Tour of the Border Abbeys

After getting up the following morning, we made our way to the airport and rented our car for the week, and then headed south for the Border Abbeys. The Border Abbeys consist of Melrose Abbey, Jedburgh Abbey, Dryburgh Abbey, and Kelso Abbey, each in various states of ruin - although each has its own charm about it.

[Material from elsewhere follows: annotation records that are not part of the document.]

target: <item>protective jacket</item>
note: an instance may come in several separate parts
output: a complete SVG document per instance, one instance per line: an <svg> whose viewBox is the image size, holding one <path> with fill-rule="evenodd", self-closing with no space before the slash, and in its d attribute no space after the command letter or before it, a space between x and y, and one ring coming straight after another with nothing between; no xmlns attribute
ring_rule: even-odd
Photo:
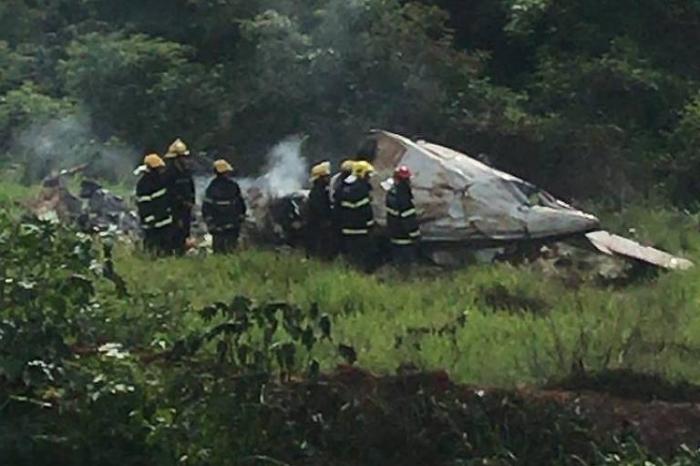
<svg viewBox="0 0 700 466"><path fill-rule="evenodd" d="M238 183L226 175L218 175L212 180L202 203L202 215L209 233L238 232L246 211Z"/></svg>
<svg viewBox="0 0 700 466"><path fill-rule="evenodd" d="M190 211L195 203L194 178L190 170L175 160L168 162L167 169L173 209L175 211Z"/></svg>
<svg viewBox="0 0 700 466"><path fill-rule="evenodd" d="M387 230L395 246L410 246L420 240L418 217L411 186L395 183L386 195Z"/></svg>
<svg viewBox="0 0 700 466"><path fill-rule="evenodd" d="M149 231L162 230L173 223L167 179L149 170L136 183L136 205L141 227Z"/></svg>
<svg viewBox="0 0 700 466"><path fill-rule="evenodd" d="M309 192L307 223L312 227L329 227L333 209L331 208L328 181L317 180Z"/></svg>
<svg viewBox="0 0 700 466"><path fill-rule="evenodd" d="M341 233L345 237L366 236L374 226L372 187L369 182L348 177L336 199L339 206Z"/></svg>

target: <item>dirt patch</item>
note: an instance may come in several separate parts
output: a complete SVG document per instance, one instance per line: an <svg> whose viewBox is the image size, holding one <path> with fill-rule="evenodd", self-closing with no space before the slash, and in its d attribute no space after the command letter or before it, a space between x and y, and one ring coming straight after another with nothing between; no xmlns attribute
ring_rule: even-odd
<svg viewBox="0 0 700 466"><path fill-rule="evenodd" d="M332 464L568 464L593 461L592 445L614 450L615 438L633 437L658 455L700 442L700 406L692 402L486 389L455 384L444 372L378 377L341 367L283 392L287 415L310 445L322 446L317 454L333 452ZM510 460L499 462L504 452Z"/></svg>

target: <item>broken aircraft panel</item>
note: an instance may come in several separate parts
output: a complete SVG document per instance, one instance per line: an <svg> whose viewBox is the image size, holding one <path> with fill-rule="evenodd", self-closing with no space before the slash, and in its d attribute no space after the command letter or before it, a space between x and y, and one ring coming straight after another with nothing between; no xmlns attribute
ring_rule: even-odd
<svg viewBox="0 0 700 466"><path fill-rule="evenodd" d="M412 181L421 231L428 242L543 240L598 228L598 219L539 190L534 185L468 157L425 141L414 142L374 131L374 211L386 220L383 180L399 165Z"/></svg>

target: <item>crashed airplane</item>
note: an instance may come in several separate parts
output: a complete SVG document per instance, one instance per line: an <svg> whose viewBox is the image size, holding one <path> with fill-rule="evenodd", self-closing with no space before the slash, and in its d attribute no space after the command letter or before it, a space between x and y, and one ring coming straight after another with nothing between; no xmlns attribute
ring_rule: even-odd
<svg viewBox="0 0 700 466"><path fill-rule="evenodd" d="M365 158L376 169L373 208L379 227L386 225L385 197L393 172L406 165L414 174L423 251L439 264L459 263L468 251L490 250L493 254L483 257L493 258L514 246L583 238L592 250L609 256L666 269L692 266L686 259L601 231L594 215L453 149L381 130L372 131L365 142L371 147ZM272 223L287 239L298 238L305 194L285 197L286 209L280 200L264 203L258 218L272 219L264 229Z"/></svg>
<svg viewBox="0 0 700 466"><path fill-rule="evenodd" d="M371 135L374 208L385 222L386 186L395 167L408 166L428 242L490 244L565 238L598 228L593 215L559 201L537 187L452 149L413 142L386 131Z"/></svg>
<svg viewBox="0 0 700 466"><path fill-rule="evenodd" d="M412 181L421 232L426 243L472 247L503 243L549 242L585 237L599 252L666 269L688 269L692 262L658 249L600 231L599 220L556 199L524 180L426 141L412 141L388 131L373 131L377 170L374 211L380 224L388 180L406 165Z"/></svg>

One of the more immediately noticeable differences between Scotland and England, and most other places for that matter, was that the Abbeys (and most other sites, for that matter), which are among the most visited attractions in Scotland, are not very well signposted, which meant that we casually cruised past Melrose Abbey and Dryburgh Abbey on our way down to Jedburgh Abbey. Jedburgh Abbey dates from 1138 when it was founded by King David I. I've tried to label the abbey pictures below so that you can tell which one is which. One of the cooler bits for us was that each of the castles and abbeys that we visited was having kind of a hunt for kids - they had a questionnaire and the kids had to go around and find pictures of people and answer the questions. If they answered all the questions, they got a badge, with people like Robert the Bruce, or Mary Queen of Scots.

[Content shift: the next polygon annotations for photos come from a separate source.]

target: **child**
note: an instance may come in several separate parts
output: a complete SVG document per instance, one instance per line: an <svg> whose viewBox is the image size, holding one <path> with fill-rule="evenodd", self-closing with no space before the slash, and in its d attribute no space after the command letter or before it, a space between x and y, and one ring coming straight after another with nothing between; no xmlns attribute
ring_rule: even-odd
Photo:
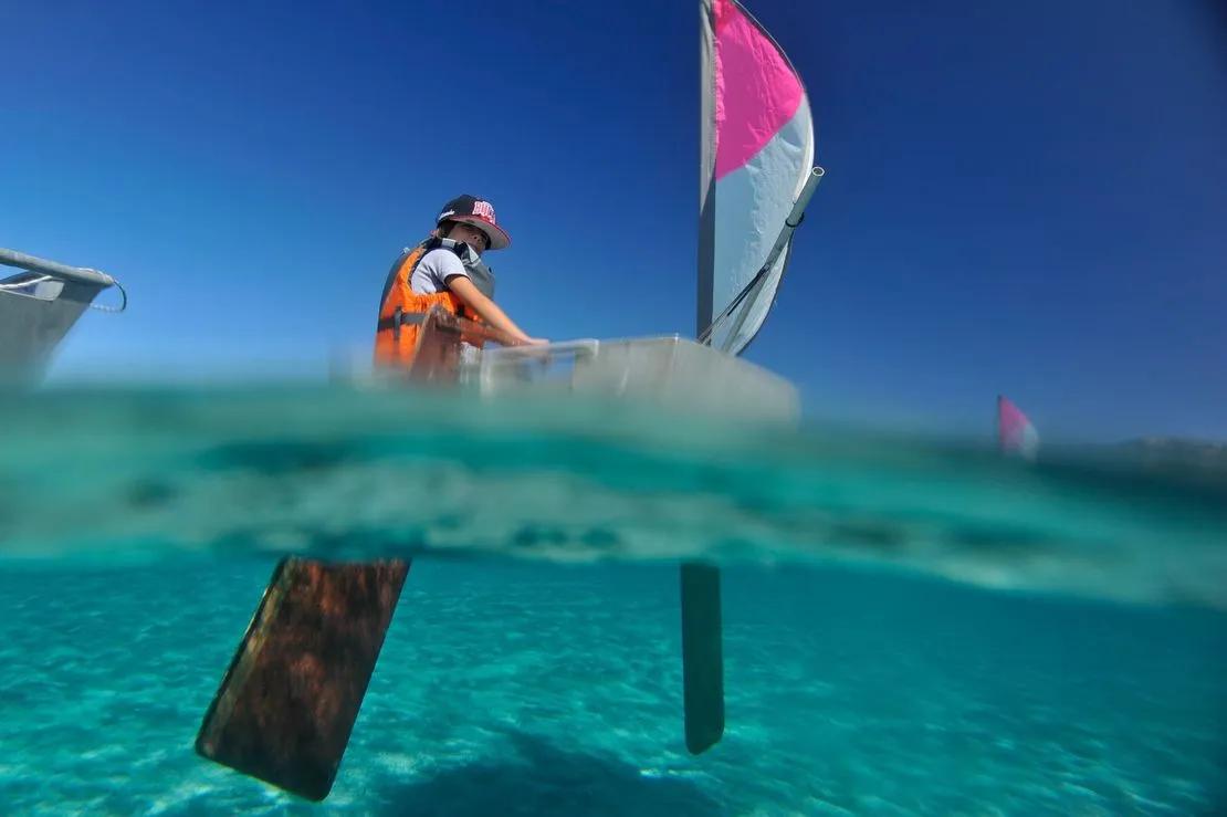
<svg viewBox="0 0 1227 817"><path fill-rule="evenodd" d="M406 248L388 274L379 303L375 361L409 366L418 325L437 305L461 318L477 318L520 343L546 343L529 337L493 301L494 276L481 254L510 243L488 201L464 195L445 204L431 237Z"/></svg>

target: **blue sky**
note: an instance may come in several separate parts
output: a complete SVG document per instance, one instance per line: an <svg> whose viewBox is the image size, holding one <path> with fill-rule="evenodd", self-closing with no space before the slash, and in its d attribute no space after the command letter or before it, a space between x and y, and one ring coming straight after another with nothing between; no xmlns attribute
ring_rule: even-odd
<svg viewBox="0 0 1227 817"><path fill-rule="evenodd" d="M693 332L696 5L9 4L0 245L131 293L56 379L318 375L460 191L530 334ZM1215 4L747 6L828 171L747 357L816 416L1227 437Z"/></svg>

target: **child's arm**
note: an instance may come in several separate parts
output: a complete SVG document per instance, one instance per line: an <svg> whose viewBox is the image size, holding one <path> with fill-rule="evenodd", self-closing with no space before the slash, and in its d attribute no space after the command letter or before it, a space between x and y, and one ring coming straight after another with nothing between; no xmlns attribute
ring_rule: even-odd
<svg viewBox="0 0 1227 817"><path fill-rule="evenodd" d="M466 278L465 276L453 275L447 280L445 283L452 294L460 298L464 305L469 307L475 313L481 315L481 319L485 320L491 326L493 326L494 329L503 330L504 332L509 334L512 337L520 341L521 343L529 343L535 346L548 342L539 337L529 337L526 334L524 334L524 330L517 326L515 321L508 318L506 312L498 308L498 304L496 304L493 301L483 296L474 285L474 282Z"/></svg>

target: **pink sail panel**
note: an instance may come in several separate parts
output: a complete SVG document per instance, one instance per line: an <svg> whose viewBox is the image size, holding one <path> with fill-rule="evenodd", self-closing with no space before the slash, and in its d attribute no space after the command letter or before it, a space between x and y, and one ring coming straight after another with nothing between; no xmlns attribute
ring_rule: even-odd
<svg viewBox="0 0 1227 817"><path fill-rule="evenodd" d="M1018 406L998 395L998 445L1004 454L1018 454L1034 459L1039 449L1039 434Z"/></svg>
<svg viewBox="0 0 1227 817"><path fill-rule="evenodd" d="M713 17L719 180L744 167L796 115L805 90L783 52L736 2L714 0Z"/></svg>

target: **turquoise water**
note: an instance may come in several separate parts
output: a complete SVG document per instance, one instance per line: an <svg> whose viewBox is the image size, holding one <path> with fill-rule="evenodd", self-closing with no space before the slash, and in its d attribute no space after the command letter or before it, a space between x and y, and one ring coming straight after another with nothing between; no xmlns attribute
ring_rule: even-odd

After Jedburgh, we headed back up to our abbeys that we missed - Melrose, where the heart of Robert the Bruce is supposedly buried and founded in 1136, and Kelso, which is the smallest, and founded in 1113. We then headed over to Dryburgh Abbey, where Sir Walter Scott is buried and stopped off at Scott's View along the way. All I've talked about so far is the abbeys, but in between the abbeys were several stretches of absolutely beautiful countryside, replete with the burnished colours of autumn, and Scott's View was simply astounding. Supposedly, a picture is worth a thousand words, but quite frankly, even the pictures fail to capture the essence of being there and seeing the scenery. There is simply nothing to compare with being there in the moment and seeing the vivid colours, breathing the crisp air, and seeing the sheer magnificence of God's creation all around you. Scott's View is located towards the top of a hill, where Walter Scott often paused to look out at the countryside. When he was buried, his funeral procession paused here, as he so often did in life.

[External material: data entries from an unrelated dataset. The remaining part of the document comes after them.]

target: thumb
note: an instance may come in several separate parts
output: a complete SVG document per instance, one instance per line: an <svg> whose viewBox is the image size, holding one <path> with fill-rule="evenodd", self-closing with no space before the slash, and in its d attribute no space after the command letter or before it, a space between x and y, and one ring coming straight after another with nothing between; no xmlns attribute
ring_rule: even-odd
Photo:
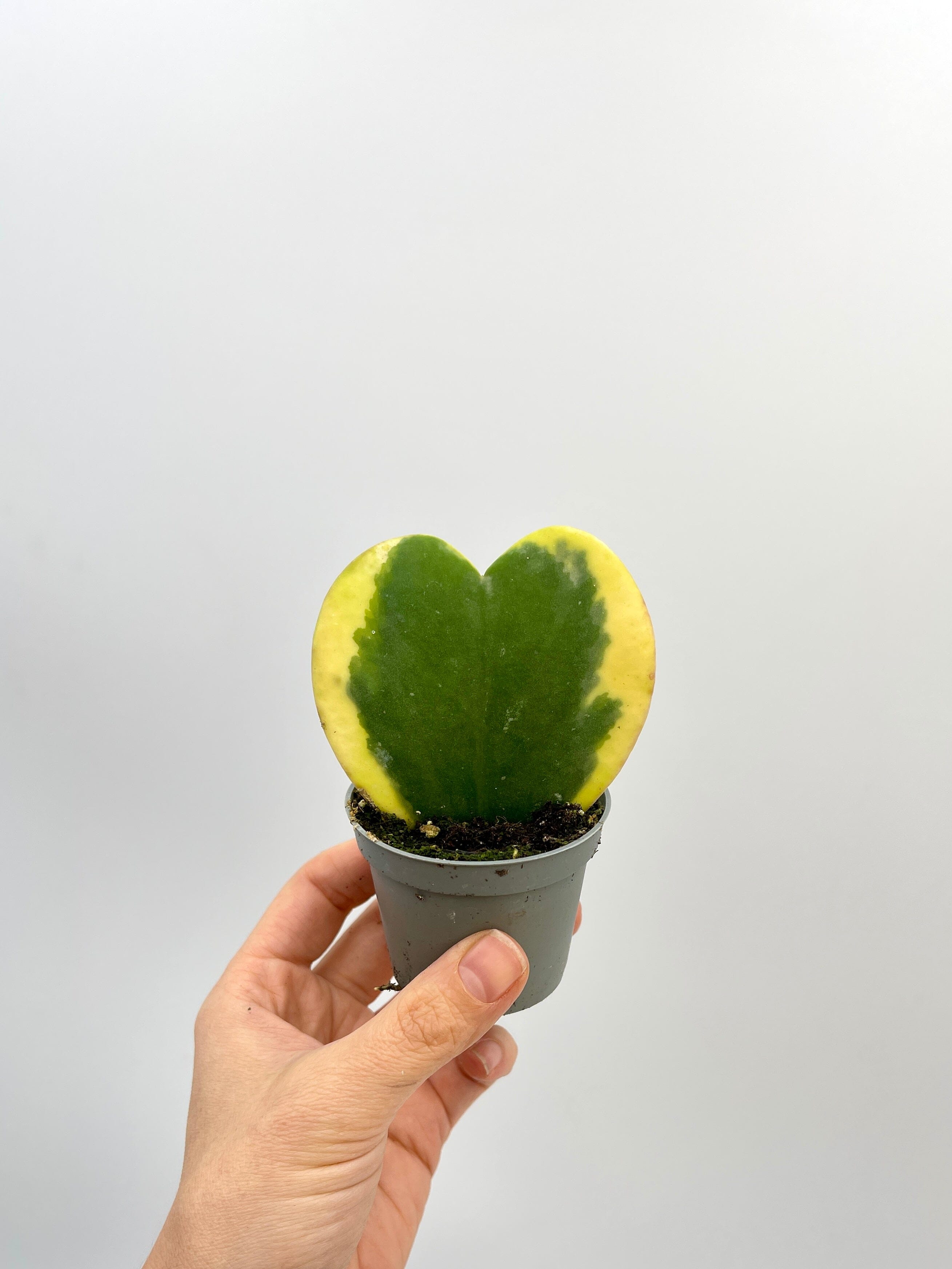
<svg viewBox="0 0 952 1269"><path fill-rule="evenodd" d="M446 952L334 1046L362 1110L378 1121L392 1118L424 1080L489 1030L528 976L526 953L499 930L472 934Z"/></svg>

We ended the day at Dryburgh Abbey, before returning again to Scott's View for another look, and then returning to Edinburgh for the evening, and dining at The Elephant House, where J.K. Rowling came up with the idea for Harry Potter.

2 comments:

Elizabeth said...

Really fantastic! I will have to show these pictures to Russ. You were blessed to be there not in the tourist season. Did you have the places to yourself?

J. said...

It's funny - everyone that I told about our plan to go to Scotland was really skeptical. Bad time of year and all that. It was beautiful, and yes, for the most part, we were either the only ones, or just part of a small group. I thought it was a great time to go - perhaps a bit chillier, but the autumn colours were simply fantastic.